受肉とは?
じゅにく
受肉とは、キリスト教神学において神の子イエス・キリストが人間の肉体をとって世に現れたという教義上の出来事です。
受肉(じゅにく)は、キリスト教の中心的な教義のひとつで、英語では「Incarnation(インカーネーション)」と呼ばれます。神の言葉(ロゴス)である神の子が、聖母マリアへの受胎告知を経て人間の肉体を持つイエス・キリストとして誕生したという信仰を指します。

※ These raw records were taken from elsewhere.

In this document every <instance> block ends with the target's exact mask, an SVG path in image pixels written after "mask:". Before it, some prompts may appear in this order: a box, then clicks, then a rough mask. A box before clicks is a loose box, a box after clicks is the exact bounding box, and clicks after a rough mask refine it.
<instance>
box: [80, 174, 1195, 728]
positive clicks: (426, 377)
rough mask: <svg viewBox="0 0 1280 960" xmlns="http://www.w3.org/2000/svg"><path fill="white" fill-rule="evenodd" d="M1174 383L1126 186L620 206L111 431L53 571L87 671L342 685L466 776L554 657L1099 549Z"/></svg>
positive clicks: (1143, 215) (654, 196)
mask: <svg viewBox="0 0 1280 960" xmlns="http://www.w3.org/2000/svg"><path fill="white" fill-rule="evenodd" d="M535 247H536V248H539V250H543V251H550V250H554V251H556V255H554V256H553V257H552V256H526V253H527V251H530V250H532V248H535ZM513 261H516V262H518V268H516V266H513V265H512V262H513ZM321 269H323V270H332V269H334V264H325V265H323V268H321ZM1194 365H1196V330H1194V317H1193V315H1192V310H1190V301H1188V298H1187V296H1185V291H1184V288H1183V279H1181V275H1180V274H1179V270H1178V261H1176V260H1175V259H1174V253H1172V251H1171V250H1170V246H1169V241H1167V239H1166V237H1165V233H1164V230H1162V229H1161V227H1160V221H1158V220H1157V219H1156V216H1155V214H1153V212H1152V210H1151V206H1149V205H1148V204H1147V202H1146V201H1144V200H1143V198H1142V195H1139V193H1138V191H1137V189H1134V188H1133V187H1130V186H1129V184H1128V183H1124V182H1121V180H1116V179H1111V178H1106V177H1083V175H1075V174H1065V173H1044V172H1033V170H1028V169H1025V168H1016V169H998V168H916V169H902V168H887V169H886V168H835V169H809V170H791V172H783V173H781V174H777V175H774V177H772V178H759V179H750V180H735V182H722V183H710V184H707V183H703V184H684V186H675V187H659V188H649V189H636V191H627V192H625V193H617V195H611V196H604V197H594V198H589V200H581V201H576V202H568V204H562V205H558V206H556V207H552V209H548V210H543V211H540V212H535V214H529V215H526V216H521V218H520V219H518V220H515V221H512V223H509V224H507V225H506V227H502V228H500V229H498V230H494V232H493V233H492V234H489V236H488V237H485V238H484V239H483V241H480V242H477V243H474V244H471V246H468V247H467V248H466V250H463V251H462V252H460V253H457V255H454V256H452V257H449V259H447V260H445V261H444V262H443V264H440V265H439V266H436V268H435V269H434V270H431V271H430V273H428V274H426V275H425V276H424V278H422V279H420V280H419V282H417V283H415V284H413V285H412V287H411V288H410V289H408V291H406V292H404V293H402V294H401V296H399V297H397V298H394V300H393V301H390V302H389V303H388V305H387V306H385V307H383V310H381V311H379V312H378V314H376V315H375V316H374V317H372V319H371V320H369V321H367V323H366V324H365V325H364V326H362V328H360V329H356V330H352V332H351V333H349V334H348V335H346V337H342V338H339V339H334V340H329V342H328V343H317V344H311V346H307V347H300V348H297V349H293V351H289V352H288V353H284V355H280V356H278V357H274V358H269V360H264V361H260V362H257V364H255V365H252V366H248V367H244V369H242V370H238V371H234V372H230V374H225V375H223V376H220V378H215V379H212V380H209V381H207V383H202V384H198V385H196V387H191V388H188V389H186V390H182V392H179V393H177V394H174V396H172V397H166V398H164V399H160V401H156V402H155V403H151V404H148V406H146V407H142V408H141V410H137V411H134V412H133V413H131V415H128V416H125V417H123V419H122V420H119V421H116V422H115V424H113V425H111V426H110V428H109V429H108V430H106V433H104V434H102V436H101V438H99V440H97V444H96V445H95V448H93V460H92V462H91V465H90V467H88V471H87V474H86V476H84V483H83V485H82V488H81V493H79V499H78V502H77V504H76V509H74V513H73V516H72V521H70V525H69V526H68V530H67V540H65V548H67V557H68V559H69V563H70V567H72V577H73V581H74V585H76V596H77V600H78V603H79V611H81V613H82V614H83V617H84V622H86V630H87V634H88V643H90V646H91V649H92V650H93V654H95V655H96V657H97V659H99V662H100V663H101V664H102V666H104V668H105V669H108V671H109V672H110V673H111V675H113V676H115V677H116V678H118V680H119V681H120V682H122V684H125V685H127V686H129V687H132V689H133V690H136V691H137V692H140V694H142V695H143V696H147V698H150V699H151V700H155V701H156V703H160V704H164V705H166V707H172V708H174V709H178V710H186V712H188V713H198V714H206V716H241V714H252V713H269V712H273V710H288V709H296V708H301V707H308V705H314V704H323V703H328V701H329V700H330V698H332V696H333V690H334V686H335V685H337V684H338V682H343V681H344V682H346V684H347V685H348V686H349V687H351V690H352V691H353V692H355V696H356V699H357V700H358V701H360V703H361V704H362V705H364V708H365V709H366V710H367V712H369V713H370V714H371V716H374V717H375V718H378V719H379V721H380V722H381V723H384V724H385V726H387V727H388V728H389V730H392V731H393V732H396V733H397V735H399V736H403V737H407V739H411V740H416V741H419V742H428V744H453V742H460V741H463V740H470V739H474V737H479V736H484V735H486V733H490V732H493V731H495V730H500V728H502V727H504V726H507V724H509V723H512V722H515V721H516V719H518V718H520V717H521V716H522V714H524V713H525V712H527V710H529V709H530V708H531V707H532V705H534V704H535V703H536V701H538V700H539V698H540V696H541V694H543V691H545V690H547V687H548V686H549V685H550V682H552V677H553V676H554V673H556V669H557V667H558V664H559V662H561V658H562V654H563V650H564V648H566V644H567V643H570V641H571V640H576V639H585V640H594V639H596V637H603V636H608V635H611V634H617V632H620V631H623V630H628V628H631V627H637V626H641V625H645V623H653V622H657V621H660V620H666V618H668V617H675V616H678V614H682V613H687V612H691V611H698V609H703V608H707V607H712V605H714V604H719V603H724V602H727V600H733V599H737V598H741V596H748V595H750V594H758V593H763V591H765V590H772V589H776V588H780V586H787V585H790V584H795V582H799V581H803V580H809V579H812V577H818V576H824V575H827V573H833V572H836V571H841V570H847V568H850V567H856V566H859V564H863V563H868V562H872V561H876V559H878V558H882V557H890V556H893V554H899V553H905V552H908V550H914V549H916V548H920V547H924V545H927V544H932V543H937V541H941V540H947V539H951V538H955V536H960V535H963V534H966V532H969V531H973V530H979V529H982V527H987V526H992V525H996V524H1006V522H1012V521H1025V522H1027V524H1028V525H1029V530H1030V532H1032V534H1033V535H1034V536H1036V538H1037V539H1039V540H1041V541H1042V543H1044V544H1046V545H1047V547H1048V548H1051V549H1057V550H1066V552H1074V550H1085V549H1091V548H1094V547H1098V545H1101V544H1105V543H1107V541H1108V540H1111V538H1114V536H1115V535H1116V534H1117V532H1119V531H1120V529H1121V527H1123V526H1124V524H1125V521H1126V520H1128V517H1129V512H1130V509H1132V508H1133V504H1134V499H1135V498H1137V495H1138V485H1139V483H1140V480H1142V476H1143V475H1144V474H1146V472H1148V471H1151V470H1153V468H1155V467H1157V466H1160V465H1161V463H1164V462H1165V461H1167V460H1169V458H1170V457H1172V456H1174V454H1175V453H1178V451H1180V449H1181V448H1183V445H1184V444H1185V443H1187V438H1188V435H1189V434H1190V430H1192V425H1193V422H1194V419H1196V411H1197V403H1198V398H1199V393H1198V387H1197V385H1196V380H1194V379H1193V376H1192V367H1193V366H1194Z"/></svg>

この概念の根拠は、ヨハネ福音書の冒頭「言は肉となって、わたしたちの間に宿った」という一節に代表されます。神が完全に人間となったという「完全な神性と完全な人性の合一」は、キリスト教神学において長い議論の的となり、4〜5世紀のエフェソス公会議やカルケドン公会議でその正統的解釈が定められました。
受肉の意義は以下のように整理されます。
- 神が人間の苦しみや死を自ら体験したことによる救済の実現
- 神と人間の橋渡し・和解の象徴
- クリスマス(降誕祭)として毎年記念される
- 人間の尊厳・価値の根拠となる神学的根拠
また現代では、インターネットスラングとして「絵のキャラクターや架空の存在が現実の人物として具現化する」という比喩的な意味でも使われることがあります。
使い方・例文
クリスマスの礼拝では「神の受肉」を祝う説教が語られます。また、コスプレイヤーがキャラクターを完璧に再現したとき「受肉した」と表現されることもあります。